Un día, iba nervioso y no atinaba a comprender la razón. La atribuyó a la emoción de encontrarse con su amada. Sentía que lo seguían pero, al ver atrás, eran solo perros callejeros.

Pero al llegar a la entrada de la Catedral, se topó con una silueta, se acercó y vio a un hombre, muy bajo de estatura, vestido a la usanza de la época colonial. Con un sombrero elegante y de buen vestir, el hombre, al verlo, lo saludo con una mano.

El muchacho, algo confundido, pensaba qué haría ese enano allí, pero respondió al saludo. En ese preciso momento el enano le hace un gesto para que se acerque y le pide lumbre para su cigarro. El joven, por no querer ser descortés, sacó su mechero y le encendió el tabaco.
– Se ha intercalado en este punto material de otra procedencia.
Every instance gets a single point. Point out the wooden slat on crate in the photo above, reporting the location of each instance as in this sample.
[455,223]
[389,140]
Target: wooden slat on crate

La advertencia de los abuelos, por generaciones, era cierta “no le des fuego al cigarro del enano”. Al hacerlo, “puedes sufrir el mayor miedo mortal en toda tu vida”, advierten los mayores.

La sorpresa fue mayúscula para aquél ser desdichado pues el enano, de repente, sonrió diabólicamente mostrando unos colmillos muy afilados, y comenzó a crecer y a crecer descontroladamente. Al tomar la primera bocanada de humo, el espanto comenzó a crecer hasta alcanzar el tope del campanario y, con el índice apuntando al reloj, dijo con voz cavernosa: “Son las doce y cinco de la madrugada en Caracas y en el reloj de San Pedro, en Roma, son las seis en punto…”. Y girando hacia el hombre le dijo: “gracias por el fósforo, amigo, ahora quieres venir conmigo a conocer el verdadero fuego del infierno?!”.

El espanto echó una carcajada que resonó en toda la ciudad y como si fuera un muñeco de resorte, volvió a su tamaño original. Pero ya el hombre, despavorido, había huido a todo dar por la esquina de Veroes, recitando oraciones con lo que le quedaba del gañote.

El hombre, aterrorizado, se persignaba y rezaba todo cuanto sabía al tiempo que corría a toda velocidad aferrado a su cruz de palma – bendita el Domingo de Ramos- que siempre guardaba en el bolsillo.